Whether the girl’s mom accidentally likes my picture (awkward) or they not so secretly watch my Instagram story, I can’t help but feel like I’m being trolled for no f*cking reason. It leaves me wondering just one thing: why?
And I wonder: Why do women get so wrapped up in the past of our men? Is it insecurity? Are we a little crazy? Or just plain nosey? Here are a few things to consider next time you are digging up the dirt on your new man’s past.
1. Are you trolling because your new man makes you think he’s still into his ex?
If this is the case, you need to be honest with him and you need to be honest with yourself. If he just got out of – let’s say a six-month relationship – chances are the emotional depth of this might not be the same as a four-year one.
Did you find an old card or picture in his room? That could be a red flag that he’s holding onto his past or it could mean he doesn’t clean enough. Is he bringing her up in regular conversation or avoiding the topic at all cost? Either extreme probably means he hasn’t resolved his feelings for her. Is it fair to yourself to emotionally invest into a person who might not be able to emotionally invest in you?
If he can’t have an open conversation about it, that could be a sign about how he handles other touchy subjects later on.
2. Are you comparing yourself to the women of his past?
It’s 2017 and if you’re a girl who still believes after everything we know about men, that looks are what will keep him, you are wrong and you should know that from now. Yes, men are visual creatures and yes – if you are their “type” the chances of him talking to you or approaching you might be that much higher. But personality and the person you’re spending the time with matters just as much and, chances are, if he’s spending time with you – he’s not comparing you two in looks. He’s just enjoying you as a person.
3. Don’t you have a past also?
Come on girl, look in the mirror.
How would you feel if your new boo looked up your irrelevant AF ex and found pictures of you guys from your 2015 summer vacation? Of course, you look happy with him, you were dating! Just because you catch a glimpse of your man’s past with his ex doesn’t mean you have the slightest clue about what became their future. Maybe he was on that vacation thinking about how it would be the last one. Either way – it’s just not your business.
4. You can’t get mad at what you find.
You might find that your new man was actually pretty close with his ex’s family, or that they spent every Sunday watching football together. Either way, you can’t get jealous, start inviting him to every family BBQ and get mad when he wants to take things slow. That stuff takes time. And you can’t freak out that you’ve been told: “Sundays are for the boys.”
It’s not about her and what they did together, it’s about you two now and your common ground.

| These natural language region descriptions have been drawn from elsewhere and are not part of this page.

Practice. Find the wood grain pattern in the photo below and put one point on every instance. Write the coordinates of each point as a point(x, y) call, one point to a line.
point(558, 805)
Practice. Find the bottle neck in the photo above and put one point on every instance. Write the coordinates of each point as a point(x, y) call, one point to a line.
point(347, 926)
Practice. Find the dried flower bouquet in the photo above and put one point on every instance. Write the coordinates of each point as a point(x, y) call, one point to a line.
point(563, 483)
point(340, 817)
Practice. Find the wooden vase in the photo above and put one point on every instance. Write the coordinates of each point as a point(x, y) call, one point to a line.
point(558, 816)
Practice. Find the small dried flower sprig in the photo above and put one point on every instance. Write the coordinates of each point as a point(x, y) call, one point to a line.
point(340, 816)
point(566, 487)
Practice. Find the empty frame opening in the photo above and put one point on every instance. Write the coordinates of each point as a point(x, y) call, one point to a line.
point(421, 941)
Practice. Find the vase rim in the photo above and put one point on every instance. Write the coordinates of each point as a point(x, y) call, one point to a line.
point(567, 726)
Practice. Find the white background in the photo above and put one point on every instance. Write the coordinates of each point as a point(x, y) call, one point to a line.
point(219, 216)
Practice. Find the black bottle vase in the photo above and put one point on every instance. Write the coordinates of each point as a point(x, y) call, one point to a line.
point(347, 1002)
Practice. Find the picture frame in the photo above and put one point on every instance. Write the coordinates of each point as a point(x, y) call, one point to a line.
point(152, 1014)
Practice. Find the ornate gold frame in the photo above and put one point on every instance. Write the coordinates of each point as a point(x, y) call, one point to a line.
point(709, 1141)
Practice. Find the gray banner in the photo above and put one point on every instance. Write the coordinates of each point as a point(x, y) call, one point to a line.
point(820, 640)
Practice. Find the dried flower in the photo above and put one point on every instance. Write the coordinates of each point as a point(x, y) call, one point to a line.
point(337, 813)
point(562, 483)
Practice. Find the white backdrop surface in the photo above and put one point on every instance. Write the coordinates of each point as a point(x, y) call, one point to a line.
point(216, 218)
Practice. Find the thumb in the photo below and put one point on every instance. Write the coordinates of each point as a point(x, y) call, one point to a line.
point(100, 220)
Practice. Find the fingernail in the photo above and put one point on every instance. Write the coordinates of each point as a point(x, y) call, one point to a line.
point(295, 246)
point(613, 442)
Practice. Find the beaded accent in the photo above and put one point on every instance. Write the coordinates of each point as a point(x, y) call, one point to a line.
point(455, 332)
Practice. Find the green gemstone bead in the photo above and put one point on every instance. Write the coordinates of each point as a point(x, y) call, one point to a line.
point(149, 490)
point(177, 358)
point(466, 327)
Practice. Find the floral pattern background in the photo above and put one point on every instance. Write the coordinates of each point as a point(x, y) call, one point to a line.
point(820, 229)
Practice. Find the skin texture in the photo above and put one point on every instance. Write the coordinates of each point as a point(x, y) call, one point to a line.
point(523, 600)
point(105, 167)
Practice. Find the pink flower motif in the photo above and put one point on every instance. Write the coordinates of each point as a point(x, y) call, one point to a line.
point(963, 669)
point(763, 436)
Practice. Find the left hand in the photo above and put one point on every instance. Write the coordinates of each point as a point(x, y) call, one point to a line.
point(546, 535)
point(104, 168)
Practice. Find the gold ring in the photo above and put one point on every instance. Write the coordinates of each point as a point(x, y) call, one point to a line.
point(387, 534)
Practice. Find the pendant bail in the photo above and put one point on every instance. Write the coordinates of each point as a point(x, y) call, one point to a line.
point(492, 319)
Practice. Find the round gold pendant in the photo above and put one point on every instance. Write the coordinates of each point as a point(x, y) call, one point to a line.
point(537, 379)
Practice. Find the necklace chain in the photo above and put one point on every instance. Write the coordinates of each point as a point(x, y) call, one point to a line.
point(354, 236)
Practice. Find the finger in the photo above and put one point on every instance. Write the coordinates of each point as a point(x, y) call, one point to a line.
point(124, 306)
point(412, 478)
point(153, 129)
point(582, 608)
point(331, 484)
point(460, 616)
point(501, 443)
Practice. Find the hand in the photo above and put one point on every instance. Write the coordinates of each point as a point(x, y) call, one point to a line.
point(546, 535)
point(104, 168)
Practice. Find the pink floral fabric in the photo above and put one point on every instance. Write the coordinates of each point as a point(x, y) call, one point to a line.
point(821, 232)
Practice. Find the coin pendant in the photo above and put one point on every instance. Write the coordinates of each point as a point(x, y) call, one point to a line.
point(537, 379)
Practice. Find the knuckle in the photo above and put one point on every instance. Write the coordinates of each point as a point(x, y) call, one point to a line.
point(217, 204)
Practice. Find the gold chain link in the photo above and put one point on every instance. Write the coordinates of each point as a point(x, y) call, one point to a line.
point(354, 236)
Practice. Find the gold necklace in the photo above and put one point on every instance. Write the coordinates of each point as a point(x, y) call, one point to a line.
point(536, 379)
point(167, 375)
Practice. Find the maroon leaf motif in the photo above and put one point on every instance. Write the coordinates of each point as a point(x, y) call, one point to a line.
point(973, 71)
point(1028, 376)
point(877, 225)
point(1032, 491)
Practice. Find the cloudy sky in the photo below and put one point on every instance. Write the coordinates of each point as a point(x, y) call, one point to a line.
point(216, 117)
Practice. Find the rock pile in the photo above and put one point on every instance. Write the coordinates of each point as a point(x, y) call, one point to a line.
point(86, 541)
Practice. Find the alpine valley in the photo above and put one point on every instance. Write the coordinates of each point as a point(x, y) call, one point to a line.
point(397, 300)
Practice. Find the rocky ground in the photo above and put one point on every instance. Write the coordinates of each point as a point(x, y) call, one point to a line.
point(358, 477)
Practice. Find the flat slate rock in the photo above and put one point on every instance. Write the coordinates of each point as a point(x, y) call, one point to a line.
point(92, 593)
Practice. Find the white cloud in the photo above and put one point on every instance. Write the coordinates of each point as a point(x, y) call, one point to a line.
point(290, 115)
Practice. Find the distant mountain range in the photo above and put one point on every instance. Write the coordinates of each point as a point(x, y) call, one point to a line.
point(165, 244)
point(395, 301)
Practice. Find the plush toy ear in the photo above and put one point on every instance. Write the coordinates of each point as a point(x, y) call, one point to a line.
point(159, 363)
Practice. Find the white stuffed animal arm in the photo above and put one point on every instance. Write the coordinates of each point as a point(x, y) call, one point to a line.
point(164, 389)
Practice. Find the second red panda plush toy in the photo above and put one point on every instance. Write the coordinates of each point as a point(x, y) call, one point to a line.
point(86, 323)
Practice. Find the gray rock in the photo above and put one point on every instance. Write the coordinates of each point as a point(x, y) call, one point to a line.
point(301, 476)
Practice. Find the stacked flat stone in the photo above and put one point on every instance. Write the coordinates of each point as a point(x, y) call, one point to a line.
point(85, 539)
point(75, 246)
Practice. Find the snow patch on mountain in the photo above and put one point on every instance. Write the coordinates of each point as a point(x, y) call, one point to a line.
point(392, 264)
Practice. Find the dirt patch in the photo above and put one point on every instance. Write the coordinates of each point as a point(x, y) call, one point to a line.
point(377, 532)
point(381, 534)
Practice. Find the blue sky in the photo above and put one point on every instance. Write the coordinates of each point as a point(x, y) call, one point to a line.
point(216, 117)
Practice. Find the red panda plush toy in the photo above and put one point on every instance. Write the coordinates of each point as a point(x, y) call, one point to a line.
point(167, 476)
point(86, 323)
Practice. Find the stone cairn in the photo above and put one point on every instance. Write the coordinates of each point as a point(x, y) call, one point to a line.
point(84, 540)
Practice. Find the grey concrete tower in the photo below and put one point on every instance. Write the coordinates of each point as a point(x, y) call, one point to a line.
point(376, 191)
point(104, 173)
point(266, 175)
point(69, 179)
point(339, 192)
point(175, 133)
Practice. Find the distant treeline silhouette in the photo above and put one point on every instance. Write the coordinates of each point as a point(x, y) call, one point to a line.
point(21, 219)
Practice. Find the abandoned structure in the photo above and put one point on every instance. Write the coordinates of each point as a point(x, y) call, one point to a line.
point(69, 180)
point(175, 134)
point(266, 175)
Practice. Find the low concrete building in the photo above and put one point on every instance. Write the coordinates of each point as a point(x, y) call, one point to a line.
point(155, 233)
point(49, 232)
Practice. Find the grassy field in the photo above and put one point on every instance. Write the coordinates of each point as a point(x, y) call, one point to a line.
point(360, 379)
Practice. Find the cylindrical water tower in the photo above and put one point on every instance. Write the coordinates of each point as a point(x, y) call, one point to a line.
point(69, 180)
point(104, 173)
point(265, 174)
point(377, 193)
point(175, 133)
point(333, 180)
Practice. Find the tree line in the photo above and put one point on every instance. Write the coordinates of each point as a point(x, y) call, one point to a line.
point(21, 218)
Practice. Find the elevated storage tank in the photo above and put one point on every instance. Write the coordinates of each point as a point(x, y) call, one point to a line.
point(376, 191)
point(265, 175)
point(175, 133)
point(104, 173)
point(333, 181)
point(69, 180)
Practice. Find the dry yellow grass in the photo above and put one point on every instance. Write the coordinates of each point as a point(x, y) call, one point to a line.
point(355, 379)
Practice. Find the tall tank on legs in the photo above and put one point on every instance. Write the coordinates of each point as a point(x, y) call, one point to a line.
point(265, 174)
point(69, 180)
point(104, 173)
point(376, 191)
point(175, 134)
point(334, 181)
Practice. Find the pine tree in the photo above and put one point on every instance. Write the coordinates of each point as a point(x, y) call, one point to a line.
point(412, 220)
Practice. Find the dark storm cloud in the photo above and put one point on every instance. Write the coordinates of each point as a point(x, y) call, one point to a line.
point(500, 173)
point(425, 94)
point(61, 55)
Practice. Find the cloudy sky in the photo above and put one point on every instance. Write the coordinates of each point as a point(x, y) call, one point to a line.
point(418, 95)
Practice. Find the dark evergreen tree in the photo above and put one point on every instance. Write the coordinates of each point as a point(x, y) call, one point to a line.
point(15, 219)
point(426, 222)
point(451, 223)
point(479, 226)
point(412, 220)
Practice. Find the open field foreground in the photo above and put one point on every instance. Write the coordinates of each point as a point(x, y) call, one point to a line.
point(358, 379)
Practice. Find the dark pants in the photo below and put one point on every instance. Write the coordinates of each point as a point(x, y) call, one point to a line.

5. And finally – aren’t you more than that?
Girl, the first thing a man loves is confidence.
The second you show signs of jealousy and insecurity you’re already losing. As the ex who is constantly trolled, I promise you – we don’t care about you as much as you might care about us.
The past is the past, and things change. We wish you could realize how important that is for you to know. You are so much more than just a comparison to the girl before you. And it’s not because you’re better or she’s worse, but because you are your own person and you are your own worth. There’s something about you that’s unique and your man likes – but should like yourself enough to know your worth as well. That’s what’s more important than being “better” than the ex.